OLYMPIC HOCKEY VS. BRAND X

On the same historic night that the U.S. Olympic hockey team held the nation in thrall by beating the Soviet Union 4-3, the National Hockey League, whose All-Stars had been humbled by essentially the same Soviet squad last February, was displaying its brand of hockey in Vancouver. While the showdown in Lake Placid produced nothing even remotely resembling a fight, the NHL game—in which the Philadelphia Flyers beat the Canucks 7-3—was marred by the ejection of 16 players, eight from each side, most of them because of their involvement in a bench-clearing brawl in the third period that delayed the game for 45 minutes.

The half dozen-odd U.S. Olympic heroes who are due to join NHL teams this week needn't worry, though. As NHL President John Ziegler keeps saying, any talk of violence in his league is "ill-founded."

TROUBLE AT TROY

In a self-congratulatory mood, Southern Cal Football Coach John Robinson told SI a few weeks ago that he prided himself on having encouraged his players to "work towards a true education." Last week a considerably more subdued Robinson spoke of having experienced "a personal sense of failure." That confession was prompted by a revelation in the campus newspaper that 34 USC athletes, most of them football players, were enrolled last semester in speech courses they didn't attend. The Daily Trojan further reported that the professor who taught the courses, USC Debate Coach John DeBross, had resigned and that Athletic Director Dr. Richard Perry had suspended the football team's academic counselor, Jeff Birren.

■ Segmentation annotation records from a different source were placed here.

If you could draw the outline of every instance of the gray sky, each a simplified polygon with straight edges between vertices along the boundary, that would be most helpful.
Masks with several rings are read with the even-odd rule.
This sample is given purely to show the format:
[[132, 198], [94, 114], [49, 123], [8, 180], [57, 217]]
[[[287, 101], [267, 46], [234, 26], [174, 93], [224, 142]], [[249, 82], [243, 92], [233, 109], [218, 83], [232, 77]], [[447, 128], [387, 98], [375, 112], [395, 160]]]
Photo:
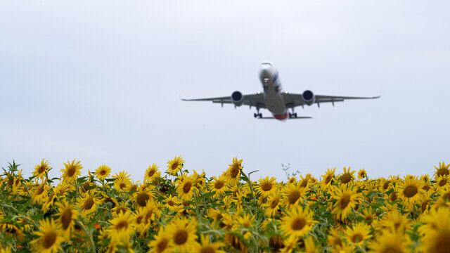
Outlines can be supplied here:
[[[208, 176], [237, 156], [259, 170], [253, 179], [285, 180], [281, 163], [316, 176], [345, 166], [371, 177], [432, 174], [450, 162], [449, 7], [0, 1], [0, 165], [15, 160], [29, 176], [45, 158], [59, 176], [77, 158], [141, 180], [175, 155]], [[265, 60], [290, 92], [382, 97], [300, 108], [314, 119], [286, 122], [179, 100], [257, 91]]]

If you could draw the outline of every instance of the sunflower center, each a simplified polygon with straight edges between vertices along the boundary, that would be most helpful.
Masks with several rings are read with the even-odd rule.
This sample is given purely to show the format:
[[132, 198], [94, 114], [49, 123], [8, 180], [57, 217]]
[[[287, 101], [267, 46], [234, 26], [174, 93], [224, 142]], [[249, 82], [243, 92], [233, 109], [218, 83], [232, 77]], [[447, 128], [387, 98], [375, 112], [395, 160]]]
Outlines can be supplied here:
[[51, 231], [44, 234], [44, 238], [42, 238], [42, 245], [45, 249], [49, 249], [53, 245], [56, 240], [56, 233]]
[[71, 166], [69, 167], [69, 169], [68, 169], [68, 171], [67, 171], [68, 176], [72, 176], [75, 174], [76, 171], [77, 171], [77, 169], [75, 169], [75, 168], [73, 166]]
[[331, 176], [331, 175], [327, 176], [326, 179], [325, 179], [325, 183], [330, 183], [330, 181], [331, 181], [331, 179], [333, 179], [333, 176]]
[[450, 248], [450, 234], [439, 234], [431, 248], [432, 252], [447, 252]]
[[167, 239], [161, 238], [161, 240], [160, 240], [160, 242], [158, 243], [158, 245], [156, 245], [156, 247], [158, 248], [158, 252], [162, 252], [164, 249], [165, 249], [167, 247], [167, 244], [169, 244], [169, 242], [167, 242]]
[[352, 180], [352, 175], [349, 173], [346, 173], [340, 178], [340, 182], [342, 183], [347, 183]]
[[295, 202], [297, 202], [297, 200], [298, 200], [299, 197], [300, 197], [300, 192], [299, 192], [298, 190], [296, 190], [289, 193], [289, 197], [288, 197], [288, 201], [289, 202], [289, 204], [293, 205], [293, 204], [295, 204]]
[[444, 169], [444, 168], [441, 168], [437, 170], [437, 175], [439, 176], [445, 176], [445, 175], [448, 175], [449, 174], [449, 169]]
[[302, 188], [306, 188], [307, 185], [308, 185], [308, 180], [307, 179], [302, 181], [302, 183], [300, 183], [300, 187]]
[[352, 236], [352, 242], [359, 242], [364, 238], [361, 234], [355, 234]]
[[336, 240], [335, 240], [334, 245], [335, 245], [342, 246], [342, 240], [340, 238], [337, 238]]
[[350, 195], [343, 195], [339, 200], [339, 206], [341, 210], [345, 209], [345, 207], [347, 207], [347, 206], [349, 205], [349, 202], [350, 202]]
[[388, 187], [389, 187], [389, 181], [385, 181], [385, 183], [382, 184], [382, 188], [384, 190], [387, 190]]
[[136, 219], [136, 223], [138, 224], [141, 224], [141, 223], [142, 222], [142, 219], [143, 219], [143, 216], [139, 216]]
[[200, 253], [214, 253], [216, 251], [214, 250], [214, 248], [211, 246], [203, 247], [200, 250]]
[[115, 228], [117, 230], [121, 229], [127, 229], [128, 228], [128, 221], [120, 221], [115, 225]]
[[239, 174], [239, 167], [237, 165], [233, 165], [231, 168], [231, 178], [235, 179], [238, 176], [238, 174]]
[[147, 193], [141, 193], [136, 197], [136, 202], [141, 207], [145, 207], [147, 205], [147, 200], [150, 199], [148, 197], [148, 194]]
[[406, 197], [411, 197], [417, 193], [417, 187], [413, 185], [409, 185], [403, 190], [403, 194]]
[[272, 202], [270, 204], [270, 207], [272, 209], [276, 207], [276, 206], [278, 205], [278, 201], [280, 201], [280, 199], [278, 199], [278, 197], [276, 197], [274, 200], [272, 200]]
[[264, 190], [264, 191], [270, 190], [270, 189], [271, 189], [271, 188], [272, 188], [272, 184], [270, 183], [269, 182], [264, 182], [261, 185], [261, 189], [262, 189], [262, 190]]
[[387, 246], [382, 253], [401, 253], [401, 250], [397, 246]]
[[44, 173], [44, 171], [45, 171], [45, 169], [46, 169], [46, 167], [41, 165], [39, 168], [39, 169], [37, 170], [37, 172], [39, 174], [42, 174]]
[[214, 188], [216, 189], [221, 189], [224, 187], [224, 182], [222, 181], [217, 181], [216, 183], [214, 184]]
[[447, 179], [446, 179], [446, 178], [444, 178], [441, 181], [439, 181], [439, 186], [445, 186], [446, 183], [447, 183]]
[[183, 186], [183, 192], [184, 193], [189, 193], [189, 190], [191, 190], [191, 186], [192, 186], [192, 183], [191, 182], [189, 182], [189, 181], [186, 182], [186, 183]]
[[290, 224], [290, 228], [295, 231], [300, 230], [307, 224], [307, 221], [303, 218], [295, 218]]
[[67, 230], [72, 221], [72, 210], [66, 209], [61, 214], [61, 223], [63, 223], [63, 229]]
[[42, 193], [44, 193], [44, 185], [39, 186], [39, 188], [38, 188], [37, 190], [36, 190], [37, 195], [41, 195], [42, 194]]
[[179, 230], [174, 235], [174, 242], [179, 245], [183, 245], [188, 240], [188, 232], [184, 230]]
[[83, 209], [85, 210], [89, 210], [92, 208], [94, 205], [94, 199], [92, 197], [89, 197], [84, 200], [84, 205], [83, 205]]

Perry confirmed the Daily Trojan story and said he had learned of the irregularities involving the speech courses last Dec. 7. The Trojan reported that several football players had then been given a five-day "crash course" to make up the missed classes, that other players had received incomplete grades and that two team members had been listed as "illegally registered." However, Perry insisted that none of this adversely affected player eligibility for the Rose Bowl, in which USC beat Ohio State 17-16. Nevertheless, USC has ordered further investigation.

The situation at USC means that the Pac-10, which was already staggering under evidence of transcript irregularities at UCLA, Arizona State, Oregon and Oregon State, now finds itself with yet another trouble spot. While discussing his conference's growing epidemic of academic abuses, Pac-10 Executive Director Wiles Hallock said recently, "You better believe we're concerned. I'm not surprised at anything I hear anymore. Why, at USC there is more sympathy from the faculty and the students for the athletic department than just about any place you can name. The athletic department practically is USC."

HEROES & VILLAINS

One day a leading performer lunged into the crowd to defend the honor of his gorgeous wife, who was being bothered by a paying customer. Another day an official went rushing forward to upbraid a star for boorish behavior. And on both occasions onlookers went bananas.

Professional wrestling? No, the two incidents occurred last week at a World Championship Tennis tournament in Salisbury, Md. The chivalrous fellow who went into the stands was Jimmy Connors. He had just lost to Vijay Amritraj 6-3, 6-2, when he saw his wife Patti, a former Playboy Playmate of the Year, suffering the unwanted advances of a masher. Connors was on the scene in a trice and landed a blow before he and the cad were separated. As for the enraged official, well, that was Mike Davies, the WCT's executive director. Ilie Nastase was stalling and using abusive language during a match against Amritraj when Davies burst onto the court and took down the net. When the week's excitement was finally over, Connors (yea!) had a bruised left hand, Nasty (boo!) had a disqualification and it was probably only the necessity of completing the tournament—Bjorn Borg beat Amritraj 7-5, 6-1, 6-3 in the finals—that prevented the WCT from bringing on the tagteam matches.

ILLUSTRATION

THEY SAID IT

•Jean Cruguet, French-born jockey: "When I first came here I worked the Florida tracks. It's hard to learn English when everybody is speaking Spanish."

•Rocky Bleier, Pittsburgh Steeler running back, marveling at Coach Chuck Noll's self-confidence: "He's the only person I know who bought a plane before he learned to fly."